Individuals of a species differ from one another at the genetic level to various degrees. These differences represent different genotypes, or genetic constitutions, within a species. To better understand the genetic content of each individual genome, it is important to understand similarities and differences of gene sequences and their sub-components when compared across genomes. Therefore, the Seeker is looking for a methodology to accurately identify similar gene sequences across genomes from individuals of a single species.
This is a Reduction-to-Practice Challenge that requires written documentation and output from the data analysis algorithm, and submission of source code and executable if requested by the Seeker.
Individuals of a species differ from one another at the genetic level to various degrees. To deeply characterize the genetic content for each individual genome, it is important to understand which sequences of common ancestry have been inherited, possibly in a modified form, across the genomes. Existing knowledge about a gene variant from a well-characterized genome can be applied to better understand other variants, or alleles, of the same gene in different, uncharacterized genomes. Knowledge of which sequences represent the same genes in different individuals is necessary to understand the impact of similarities or any differences that may exist in the gene sequences of individuals from different genetic backgrounds.

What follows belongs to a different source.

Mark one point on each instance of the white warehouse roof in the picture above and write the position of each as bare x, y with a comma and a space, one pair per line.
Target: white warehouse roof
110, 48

The difficulty lies in determining which gene-derived sequences in the genomes are allelic. Transcription of a gene may produce many alternative transcript representations which differ in sequence composition. Finding the best mapping between transcripts of different genomes is a difficult and time-consuming task. Current methods rely on a combination of common software and proprietary techniques, but the reliability and accuracy of the processed results could be improved. Therefore, the Seeker is interested in a better methodology, with algorithms and/or best selections of existing software/programs, able to relate transcript sets of two genotypes within a species quickly and accurately to identify the allelic relationships.
Submissions to this Challenge must be received by 11:59 PM (US Eastern Time) on November 23, 2019.